Hey everyone, this is my first build that i'm doing on the 04 Ls1 gto.... So far the only mods are SW Longtube headers,3'' magnaflow exhaust, and spectra CAI..... 

My setup is going to be a street setup but kinda unsure about what cam to go with... My comp dealer has recommended a custom cam .226/.230 .570/.573 113+4, however another option is the Comp. .227/.235 .614/.621 113A a more aggressive cam... I'll also be upgrading the valve train with new springs (double springs for aggressive cam), push rods,ls7 lifters,ls7 plastic guide trays,ls2 timing chain setup..... Also the stock ls1 heads are getting port,polished, and decked, and stock throttle body is getting ported and i'm leaving the ls6 intake alone, I also plan on getting the Svede otrcai instead of the spectra... And when its all said and done it will get dyno tuned. Keep in mind im doing this on a tighter budget hence why im doing the heads this way instead of buying a good set of 243 and different intake... 

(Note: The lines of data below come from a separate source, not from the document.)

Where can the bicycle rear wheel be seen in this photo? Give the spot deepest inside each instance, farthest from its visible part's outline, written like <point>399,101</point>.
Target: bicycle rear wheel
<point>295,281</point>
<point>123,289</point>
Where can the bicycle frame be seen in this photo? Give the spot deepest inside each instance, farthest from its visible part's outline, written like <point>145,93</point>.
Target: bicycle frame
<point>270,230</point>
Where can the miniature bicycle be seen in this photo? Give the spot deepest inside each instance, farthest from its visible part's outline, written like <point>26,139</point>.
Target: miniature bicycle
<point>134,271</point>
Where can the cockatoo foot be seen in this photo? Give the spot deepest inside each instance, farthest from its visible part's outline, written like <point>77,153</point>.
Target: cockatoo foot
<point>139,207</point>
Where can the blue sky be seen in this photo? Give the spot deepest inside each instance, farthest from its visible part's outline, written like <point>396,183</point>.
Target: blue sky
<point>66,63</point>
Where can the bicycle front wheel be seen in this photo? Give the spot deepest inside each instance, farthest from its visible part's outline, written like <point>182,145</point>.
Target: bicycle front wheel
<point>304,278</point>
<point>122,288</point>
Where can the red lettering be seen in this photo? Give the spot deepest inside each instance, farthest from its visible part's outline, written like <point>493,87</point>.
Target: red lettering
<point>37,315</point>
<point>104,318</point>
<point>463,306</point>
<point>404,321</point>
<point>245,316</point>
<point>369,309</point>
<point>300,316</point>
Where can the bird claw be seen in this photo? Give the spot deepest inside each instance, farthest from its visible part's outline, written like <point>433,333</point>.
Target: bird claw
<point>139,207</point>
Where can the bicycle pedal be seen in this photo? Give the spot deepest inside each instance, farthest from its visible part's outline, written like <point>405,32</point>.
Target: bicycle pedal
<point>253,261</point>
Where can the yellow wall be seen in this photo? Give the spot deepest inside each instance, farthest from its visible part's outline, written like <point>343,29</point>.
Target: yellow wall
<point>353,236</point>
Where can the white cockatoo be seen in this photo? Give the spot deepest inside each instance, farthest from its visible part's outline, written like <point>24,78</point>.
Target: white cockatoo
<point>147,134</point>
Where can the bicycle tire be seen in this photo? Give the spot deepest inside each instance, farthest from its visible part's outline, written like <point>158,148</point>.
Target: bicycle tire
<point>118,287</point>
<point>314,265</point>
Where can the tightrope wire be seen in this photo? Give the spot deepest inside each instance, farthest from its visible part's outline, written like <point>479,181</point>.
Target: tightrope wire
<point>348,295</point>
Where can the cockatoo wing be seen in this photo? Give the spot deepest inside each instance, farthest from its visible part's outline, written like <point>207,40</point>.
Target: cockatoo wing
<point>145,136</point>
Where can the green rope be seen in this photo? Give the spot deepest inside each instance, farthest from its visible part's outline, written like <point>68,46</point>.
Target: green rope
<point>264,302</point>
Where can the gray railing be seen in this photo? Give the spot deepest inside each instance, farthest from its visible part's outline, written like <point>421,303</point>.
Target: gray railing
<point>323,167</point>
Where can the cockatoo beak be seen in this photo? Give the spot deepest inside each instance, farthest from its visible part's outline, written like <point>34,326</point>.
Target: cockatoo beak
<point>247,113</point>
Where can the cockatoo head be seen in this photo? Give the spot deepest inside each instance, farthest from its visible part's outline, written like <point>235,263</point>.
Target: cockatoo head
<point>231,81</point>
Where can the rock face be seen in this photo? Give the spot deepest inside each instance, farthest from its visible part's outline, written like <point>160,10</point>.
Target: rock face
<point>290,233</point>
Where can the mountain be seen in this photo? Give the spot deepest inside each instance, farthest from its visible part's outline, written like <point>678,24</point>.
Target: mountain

So I guess any thought of which cam to go with?? ?I also plan on doing some mods to the trans. (A4) which so far all ive got lined up is a TR 3500 stall, and was told to do a shift kit, and servos (any advice on what kinda of shift kit and servos would be fantastic)

Like I said any advice would be greatly appreciated


----------



## B-ville Goat (Oct 5, 2008)

Is this a DD or a toy? How you use it will have a large input on which cam you go with. First one is a nice cam, second one is a big jump from the first and will have more lope to it and be a little more finicky, but if the guy tuning it is good you will be fine. The heads might hold you back a little in power though.


----------



## sufu24 (Jan 9, 2013)

I won't be using it as a DD, more like a weekend toy if the weathers nice.... 

I felt like like the 2nd cam might be a little much for what I'm doing with the car.... Thanks for the opinion.

As for tuning it, we only have one shop that does dyno tuning and from what I've heard they do good work.


----------



## Papa Rad (Apr 30, 2012)

If its going to be more of just a nice weather weekend car, I would go with the more aggressive cam. That way limited time driving it would be that much more enjoyable :cool


----------



## danfigg (Sep 27, 2009)

*re*

Go with a cam in the 580- 590 range. Any thing after that and im hearing there will be problems with push rod lenght and valve springs. Along with the cam swap you may want to do rocker arms---danfigg


----------



## svede1212 (Nov 1, 2005)

For reliability do the Comp Cam trunnion upgrade. It's cheaper and IMHO better than the aluminum rockers that have a high breakage rate.


----------